Depuis maintenant un an et demi, Kampuchea Balopp permet à plus de 300 enfants aidés par d'autres ONG de pratiquer le rugby chaque semaine. Une manière de faire du sport tout en abordant les notions de respect, d'entraide, de courage et d'esprit d'équipe. Un travail remarquable qui a séduit Brice Dulin, arrière du XV de France. Il a accepté de devenir l'ambassadeur de Kampuchea Balopp.

lepetitjournal.com/cambodge : Comment êtes-vous devenu ambassadeur de Kampuchea Balopp ?

Brice Dulin : C'est Jean-Baptiste Suberbie, le co-créateur de Kampuchea Balopp, qui m'a fait connaître le projet. J'avais envie d'amener quelque chose à un groupe qui en a besoin. Comme le rugby est ma passion, j'ai tout de suite beaucoup aimé le projet.

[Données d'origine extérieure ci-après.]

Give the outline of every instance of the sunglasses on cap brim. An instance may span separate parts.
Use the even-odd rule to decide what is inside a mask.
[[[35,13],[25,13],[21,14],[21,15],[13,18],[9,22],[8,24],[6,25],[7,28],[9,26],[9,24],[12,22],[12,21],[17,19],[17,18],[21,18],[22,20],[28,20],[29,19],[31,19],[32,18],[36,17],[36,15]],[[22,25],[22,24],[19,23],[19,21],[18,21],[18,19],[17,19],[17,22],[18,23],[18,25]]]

Depuis quand êtes vous ambassadeur ?

Depuis le mois d'avril mais depuis que je suis au Cambodge, j'appréhende beaucoup mieux les choses. Je me rends compte des difficultés pour trouver les aides nécessaires et pour faire évoluer les choses. Kampuchea Balopp permet aux enfants d'appréhender la vie d'une meilleure façon en leur donnant des règles. On est plus seul quand on est une équipe. On doit s'adapter aux personnes autour de nous. Le plus dur, c'est de donner le meilleur de soi-même tout en restant dans un esprit collectif.

Quel est ton rôle, concrètement ?

Pour l'instant, on doit être visibles sur les réseaux sociaux en France pour faire connaître l'association au plus grand nombre de personnes. Quand le bouche à oreille aura fonctionné, ce sera plus facile pour nous d'avoir des retombées.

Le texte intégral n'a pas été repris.